Nel ghetto di Varsavia lo Judenrat era presieduto dall’ingegnere Adam Czerniaków, che svolgeva, oltre alle funzioni sopracitate, anche quelle scolastiche ed amministrative.
Il 18 gennaio del 1943, organizzarono la deportazione di 8000 operai ad est, un gruppo di questi, in possesso di armi precedentemente contrabbandate nel ghetto, fece fuoco contro gli aguzzini, i quali, impreparati ad una simile reazione, si ritirarono velocemente con delle perdite. Questa improvvisa reazione non consentì nei due mesi successivi altri trasferimenti e lo Judenrat comunicò ai tedeschi che “il suo potere era passato ad altre mani”.

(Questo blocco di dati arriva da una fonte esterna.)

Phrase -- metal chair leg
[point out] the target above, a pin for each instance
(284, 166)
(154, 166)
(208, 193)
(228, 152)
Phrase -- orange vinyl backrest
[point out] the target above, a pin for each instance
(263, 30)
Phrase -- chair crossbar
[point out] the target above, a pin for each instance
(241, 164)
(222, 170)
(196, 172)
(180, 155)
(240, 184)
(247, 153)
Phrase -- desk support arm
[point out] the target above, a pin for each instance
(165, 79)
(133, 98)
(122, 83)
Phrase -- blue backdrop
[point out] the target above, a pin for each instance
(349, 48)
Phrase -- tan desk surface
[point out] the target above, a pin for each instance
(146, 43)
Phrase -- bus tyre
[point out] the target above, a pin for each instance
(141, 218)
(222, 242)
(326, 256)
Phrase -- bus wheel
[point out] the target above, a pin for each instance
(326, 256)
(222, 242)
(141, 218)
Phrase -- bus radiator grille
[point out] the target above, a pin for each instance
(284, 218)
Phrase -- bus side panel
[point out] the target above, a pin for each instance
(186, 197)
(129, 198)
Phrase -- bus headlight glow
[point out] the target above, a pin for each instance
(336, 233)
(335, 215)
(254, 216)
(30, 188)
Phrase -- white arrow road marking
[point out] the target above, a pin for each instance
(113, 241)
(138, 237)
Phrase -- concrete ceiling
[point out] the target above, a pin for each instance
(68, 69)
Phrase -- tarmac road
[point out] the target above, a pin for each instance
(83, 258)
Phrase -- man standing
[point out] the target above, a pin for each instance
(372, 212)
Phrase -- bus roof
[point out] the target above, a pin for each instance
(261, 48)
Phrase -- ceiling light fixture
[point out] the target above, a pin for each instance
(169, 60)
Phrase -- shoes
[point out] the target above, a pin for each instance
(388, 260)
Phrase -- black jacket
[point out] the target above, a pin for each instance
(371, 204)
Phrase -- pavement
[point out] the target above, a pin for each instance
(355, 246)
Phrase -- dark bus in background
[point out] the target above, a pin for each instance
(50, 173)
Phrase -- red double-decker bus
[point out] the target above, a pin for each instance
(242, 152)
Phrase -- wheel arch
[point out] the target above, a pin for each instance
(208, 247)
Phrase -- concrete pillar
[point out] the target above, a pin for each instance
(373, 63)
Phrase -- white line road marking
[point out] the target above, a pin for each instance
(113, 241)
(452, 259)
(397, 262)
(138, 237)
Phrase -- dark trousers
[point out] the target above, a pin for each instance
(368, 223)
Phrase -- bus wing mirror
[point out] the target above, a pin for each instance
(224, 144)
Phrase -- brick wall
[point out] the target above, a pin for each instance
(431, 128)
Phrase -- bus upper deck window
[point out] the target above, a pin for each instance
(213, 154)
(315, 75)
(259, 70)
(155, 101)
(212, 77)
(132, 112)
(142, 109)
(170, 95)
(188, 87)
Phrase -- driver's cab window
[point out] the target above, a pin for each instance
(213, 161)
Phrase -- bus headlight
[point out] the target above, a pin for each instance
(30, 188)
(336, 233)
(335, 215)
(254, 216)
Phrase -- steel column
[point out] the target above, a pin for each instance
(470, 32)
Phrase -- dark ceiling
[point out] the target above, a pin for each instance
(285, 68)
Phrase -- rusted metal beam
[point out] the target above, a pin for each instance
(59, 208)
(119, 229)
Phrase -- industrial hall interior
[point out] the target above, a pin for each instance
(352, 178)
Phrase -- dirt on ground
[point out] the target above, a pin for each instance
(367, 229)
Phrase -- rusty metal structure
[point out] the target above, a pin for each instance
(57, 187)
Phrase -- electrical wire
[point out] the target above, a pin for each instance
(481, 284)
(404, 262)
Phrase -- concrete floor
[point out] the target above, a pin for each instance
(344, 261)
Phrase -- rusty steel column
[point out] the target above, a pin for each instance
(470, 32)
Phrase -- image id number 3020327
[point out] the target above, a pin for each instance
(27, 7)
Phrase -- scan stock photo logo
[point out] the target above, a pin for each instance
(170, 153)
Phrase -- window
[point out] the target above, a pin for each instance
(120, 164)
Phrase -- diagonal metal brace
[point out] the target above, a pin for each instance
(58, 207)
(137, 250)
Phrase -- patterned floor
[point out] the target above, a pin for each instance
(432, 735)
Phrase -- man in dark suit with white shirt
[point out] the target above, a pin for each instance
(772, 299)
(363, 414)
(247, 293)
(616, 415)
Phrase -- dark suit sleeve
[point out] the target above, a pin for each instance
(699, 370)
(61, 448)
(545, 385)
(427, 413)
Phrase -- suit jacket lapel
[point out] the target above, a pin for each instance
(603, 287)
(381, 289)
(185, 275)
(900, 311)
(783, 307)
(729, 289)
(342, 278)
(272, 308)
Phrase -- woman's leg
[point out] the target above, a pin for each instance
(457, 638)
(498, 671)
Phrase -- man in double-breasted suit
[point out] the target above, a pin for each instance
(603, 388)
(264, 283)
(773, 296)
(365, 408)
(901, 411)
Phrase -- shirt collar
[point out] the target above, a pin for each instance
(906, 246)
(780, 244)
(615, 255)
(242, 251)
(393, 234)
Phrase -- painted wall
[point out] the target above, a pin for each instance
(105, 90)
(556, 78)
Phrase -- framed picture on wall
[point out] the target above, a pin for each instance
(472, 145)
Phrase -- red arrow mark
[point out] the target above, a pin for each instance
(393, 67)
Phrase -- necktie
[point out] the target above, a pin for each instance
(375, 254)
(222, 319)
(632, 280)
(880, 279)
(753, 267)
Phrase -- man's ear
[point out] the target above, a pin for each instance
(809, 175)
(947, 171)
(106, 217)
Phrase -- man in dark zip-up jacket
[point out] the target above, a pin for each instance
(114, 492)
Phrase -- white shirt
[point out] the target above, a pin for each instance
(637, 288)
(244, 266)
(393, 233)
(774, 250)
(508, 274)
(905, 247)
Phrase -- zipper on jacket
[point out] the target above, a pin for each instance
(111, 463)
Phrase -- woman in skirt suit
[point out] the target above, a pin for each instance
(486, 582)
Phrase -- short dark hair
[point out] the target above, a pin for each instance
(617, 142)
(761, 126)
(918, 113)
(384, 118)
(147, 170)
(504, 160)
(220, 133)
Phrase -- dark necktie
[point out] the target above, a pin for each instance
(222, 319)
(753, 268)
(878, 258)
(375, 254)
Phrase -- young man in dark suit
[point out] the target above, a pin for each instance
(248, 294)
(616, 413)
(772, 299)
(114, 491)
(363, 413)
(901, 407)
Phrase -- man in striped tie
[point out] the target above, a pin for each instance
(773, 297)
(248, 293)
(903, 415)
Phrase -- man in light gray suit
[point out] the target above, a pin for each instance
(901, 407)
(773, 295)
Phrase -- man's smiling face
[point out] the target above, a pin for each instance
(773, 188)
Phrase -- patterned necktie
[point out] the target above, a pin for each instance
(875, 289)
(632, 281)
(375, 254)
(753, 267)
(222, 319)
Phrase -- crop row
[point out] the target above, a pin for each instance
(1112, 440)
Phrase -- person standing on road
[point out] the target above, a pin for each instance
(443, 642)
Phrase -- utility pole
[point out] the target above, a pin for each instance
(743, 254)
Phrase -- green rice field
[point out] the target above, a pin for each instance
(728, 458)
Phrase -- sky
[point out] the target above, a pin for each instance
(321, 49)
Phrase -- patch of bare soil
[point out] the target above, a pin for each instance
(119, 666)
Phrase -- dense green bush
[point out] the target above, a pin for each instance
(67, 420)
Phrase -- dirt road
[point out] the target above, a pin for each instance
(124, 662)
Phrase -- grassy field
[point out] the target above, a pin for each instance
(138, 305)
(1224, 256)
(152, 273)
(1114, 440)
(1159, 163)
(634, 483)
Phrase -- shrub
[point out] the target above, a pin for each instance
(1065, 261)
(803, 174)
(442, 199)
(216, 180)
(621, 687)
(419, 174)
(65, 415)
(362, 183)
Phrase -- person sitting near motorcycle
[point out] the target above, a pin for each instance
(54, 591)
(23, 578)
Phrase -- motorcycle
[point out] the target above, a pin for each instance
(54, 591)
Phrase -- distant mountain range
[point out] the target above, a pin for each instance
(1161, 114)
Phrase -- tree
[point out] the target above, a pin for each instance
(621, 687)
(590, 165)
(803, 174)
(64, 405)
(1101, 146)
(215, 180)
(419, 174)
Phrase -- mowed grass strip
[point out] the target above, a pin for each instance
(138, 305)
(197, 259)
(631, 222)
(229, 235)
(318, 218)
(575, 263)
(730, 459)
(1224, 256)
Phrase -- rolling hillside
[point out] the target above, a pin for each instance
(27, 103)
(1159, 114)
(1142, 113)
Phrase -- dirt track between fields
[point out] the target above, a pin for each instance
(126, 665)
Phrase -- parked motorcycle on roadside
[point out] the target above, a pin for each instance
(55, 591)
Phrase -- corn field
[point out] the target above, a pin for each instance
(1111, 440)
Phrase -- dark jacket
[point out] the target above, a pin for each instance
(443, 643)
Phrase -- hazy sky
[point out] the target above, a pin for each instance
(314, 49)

Il 17 aprile giunse a Varsavia la SS, con l’incarico di sopprimere qualsiasi fenomeno di ribellione nel ghetto. Il giorno successivo, su ordine diretto di Himmler: “annientare gli ebrei ed i banditi del quartiere ebraico”, si organizzò l’operazione stabilito per il 19 aprile, ossia il giorno precedente al compleanno di Hitler, tale annientamento del ghetto avrebbe dovuto essere un regalo di compleanno per il Fuhrer. I tedeschi entrarono nel ghetto con carri armati e 2090 uomini che vennero accolti dal tiro incrociato dei membri dell’organizzazione ebraica di combattimento, i quali combatterono non con l’intento di sconfiggere gli invasori ma di “morire con dignità, senza la minima speranza di vittoria”.
La battaglia continuò per tutto il mese e gli ebrei del ghetto dovettero resistere senza ricevere alcun aiuto dall’esterno.
Il 16 maggio venne comunicato a Berlino che il quartiere ebreo di Varsavia “non esiste più”. I tedeschi dichiararono la perdita di 16 soldati e 90 feriti, l’uccisione di 56.000 ebrei e la deportazione dei superstiti.
Venne fatta saltare anche la grande sinagoga di Varsavia, sita al di fuori delle mura del ghetto.
Soltanto 100 dei 750 ebrei che parteciparono materialmente alla rivolta riuscirono a sopravvivere.